Ben düşüncelerime oflayıp bir süre daha beklerken Chan hyung sonunda evden çıkma zahmeti göstermişti.

"Gelmeseydin?"

"Devamsızlık bitti, mecbur canım."

"Bir dahakine bu kadar beklemem haberin olsun."

"Tek başına gitmeyeceğini bildiğim için hiç umursayamadım."

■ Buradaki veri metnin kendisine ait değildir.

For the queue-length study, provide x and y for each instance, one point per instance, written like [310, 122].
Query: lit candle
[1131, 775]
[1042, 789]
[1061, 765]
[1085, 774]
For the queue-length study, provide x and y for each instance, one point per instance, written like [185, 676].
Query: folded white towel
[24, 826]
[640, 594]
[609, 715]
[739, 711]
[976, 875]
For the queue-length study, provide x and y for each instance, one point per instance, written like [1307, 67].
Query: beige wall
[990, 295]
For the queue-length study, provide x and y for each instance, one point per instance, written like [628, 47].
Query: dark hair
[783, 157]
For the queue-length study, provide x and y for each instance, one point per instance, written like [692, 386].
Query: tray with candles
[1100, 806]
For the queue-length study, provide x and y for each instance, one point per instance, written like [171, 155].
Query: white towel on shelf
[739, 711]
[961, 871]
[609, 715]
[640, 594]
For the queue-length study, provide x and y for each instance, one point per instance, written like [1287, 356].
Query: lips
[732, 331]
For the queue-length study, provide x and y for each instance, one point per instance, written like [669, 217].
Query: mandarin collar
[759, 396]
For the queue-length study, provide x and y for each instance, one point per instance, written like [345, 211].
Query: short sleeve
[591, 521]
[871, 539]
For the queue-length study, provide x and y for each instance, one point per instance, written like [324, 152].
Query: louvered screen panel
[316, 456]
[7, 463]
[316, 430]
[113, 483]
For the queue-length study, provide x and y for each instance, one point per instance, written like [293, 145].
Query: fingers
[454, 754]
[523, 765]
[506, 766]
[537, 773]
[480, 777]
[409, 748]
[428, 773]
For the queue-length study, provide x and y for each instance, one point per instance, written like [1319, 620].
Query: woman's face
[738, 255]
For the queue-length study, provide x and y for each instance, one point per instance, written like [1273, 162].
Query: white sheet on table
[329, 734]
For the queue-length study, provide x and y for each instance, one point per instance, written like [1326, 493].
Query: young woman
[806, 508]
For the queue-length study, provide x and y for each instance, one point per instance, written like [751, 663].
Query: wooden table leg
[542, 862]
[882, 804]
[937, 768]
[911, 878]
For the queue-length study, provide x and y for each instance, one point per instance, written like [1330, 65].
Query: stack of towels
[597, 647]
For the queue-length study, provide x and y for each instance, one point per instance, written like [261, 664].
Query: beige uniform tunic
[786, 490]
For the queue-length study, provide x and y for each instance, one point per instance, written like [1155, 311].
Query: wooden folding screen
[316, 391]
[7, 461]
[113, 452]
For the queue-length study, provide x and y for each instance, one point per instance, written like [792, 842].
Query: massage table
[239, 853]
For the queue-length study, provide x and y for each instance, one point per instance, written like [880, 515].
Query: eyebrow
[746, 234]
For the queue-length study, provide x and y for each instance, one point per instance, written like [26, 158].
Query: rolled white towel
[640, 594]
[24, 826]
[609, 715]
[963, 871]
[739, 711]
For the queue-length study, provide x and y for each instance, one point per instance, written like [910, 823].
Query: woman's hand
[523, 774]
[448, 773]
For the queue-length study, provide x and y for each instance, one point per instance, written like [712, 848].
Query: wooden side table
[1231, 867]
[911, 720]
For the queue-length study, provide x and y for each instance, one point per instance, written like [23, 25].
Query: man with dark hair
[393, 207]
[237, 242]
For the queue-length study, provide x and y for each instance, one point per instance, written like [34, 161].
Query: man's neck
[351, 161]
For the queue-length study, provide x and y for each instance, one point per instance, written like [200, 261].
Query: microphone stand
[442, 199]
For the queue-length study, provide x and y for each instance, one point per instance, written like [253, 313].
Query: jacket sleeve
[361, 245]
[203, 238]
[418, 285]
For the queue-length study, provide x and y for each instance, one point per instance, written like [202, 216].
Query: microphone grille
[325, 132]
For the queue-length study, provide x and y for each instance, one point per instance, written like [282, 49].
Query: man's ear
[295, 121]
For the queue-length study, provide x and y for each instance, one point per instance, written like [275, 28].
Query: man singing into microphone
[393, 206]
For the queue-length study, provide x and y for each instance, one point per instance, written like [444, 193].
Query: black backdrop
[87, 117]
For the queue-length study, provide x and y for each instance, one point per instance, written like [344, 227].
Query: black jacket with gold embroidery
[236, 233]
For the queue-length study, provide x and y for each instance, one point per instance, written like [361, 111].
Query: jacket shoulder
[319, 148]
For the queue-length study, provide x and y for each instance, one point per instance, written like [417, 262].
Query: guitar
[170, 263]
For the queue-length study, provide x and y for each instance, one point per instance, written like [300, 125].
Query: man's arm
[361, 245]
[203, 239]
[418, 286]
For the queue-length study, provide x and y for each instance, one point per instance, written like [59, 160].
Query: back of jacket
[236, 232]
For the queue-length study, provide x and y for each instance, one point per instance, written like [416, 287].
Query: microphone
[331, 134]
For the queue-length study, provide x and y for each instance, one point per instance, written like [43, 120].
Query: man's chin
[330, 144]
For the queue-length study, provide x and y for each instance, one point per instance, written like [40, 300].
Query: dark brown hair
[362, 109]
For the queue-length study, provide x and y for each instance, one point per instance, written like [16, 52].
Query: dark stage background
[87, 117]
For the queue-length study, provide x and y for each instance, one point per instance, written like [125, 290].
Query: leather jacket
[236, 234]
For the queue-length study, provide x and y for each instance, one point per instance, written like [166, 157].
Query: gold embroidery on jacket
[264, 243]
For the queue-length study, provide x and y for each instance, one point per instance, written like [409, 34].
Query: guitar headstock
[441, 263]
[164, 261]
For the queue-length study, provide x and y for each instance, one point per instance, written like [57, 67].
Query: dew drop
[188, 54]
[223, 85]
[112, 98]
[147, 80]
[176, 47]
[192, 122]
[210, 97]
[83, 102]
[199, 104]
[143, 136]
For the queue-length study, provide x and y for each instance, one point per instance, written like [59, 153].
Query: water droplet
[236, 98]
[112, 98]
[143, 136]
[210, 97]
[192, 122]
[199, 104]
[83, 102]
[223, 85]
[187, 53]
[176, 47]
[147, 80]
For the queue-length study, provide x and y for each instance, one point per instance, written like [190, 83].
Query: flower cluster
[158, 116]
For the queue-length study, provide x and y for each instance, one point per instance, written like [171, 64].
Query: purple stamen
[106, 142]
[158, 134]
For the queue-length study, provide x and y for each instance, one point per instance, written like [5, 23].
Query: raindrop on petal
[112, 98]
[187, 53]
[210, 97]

Bu şekilde havadan sudan konuşurken en sonunda okula gelmiştik. Gelir gelmez fanım Han Jisung'un iğrentili bakışlarını üzerimde bulmuştum tabii.
Çoğu kişi giyim tarzımdan iğreniyordu bunun farkındaydım fakat kimse yaklaşmazdı çünkü herkes iki katıyla karşılık vereceğimi biliyordu e birde aşırı yakışıklı pezo arkadaşlarım var tabi. Jisung'un bakışlarına göz devirip, Hyun, Minho ve Changbin hyunga selam verdim. Hyunjin ile aynı sınıftaydık fakat diğerleri bizden bir sınıf üstlerdi. O yüzden Hyun ile kendi sınıfımıza geçip diğerleri ile vedalaştık. İlk ders matematik olduğu için tabiki de uyuyacaktım, Jisung ise iğrenen bakışlarıyla beni izleyecekti. Bazen aşık mı yoksa nefret mi ediyor anlayamıyordum fakat bu durum iyice sinir bozucu olmaya başlamıştı artık.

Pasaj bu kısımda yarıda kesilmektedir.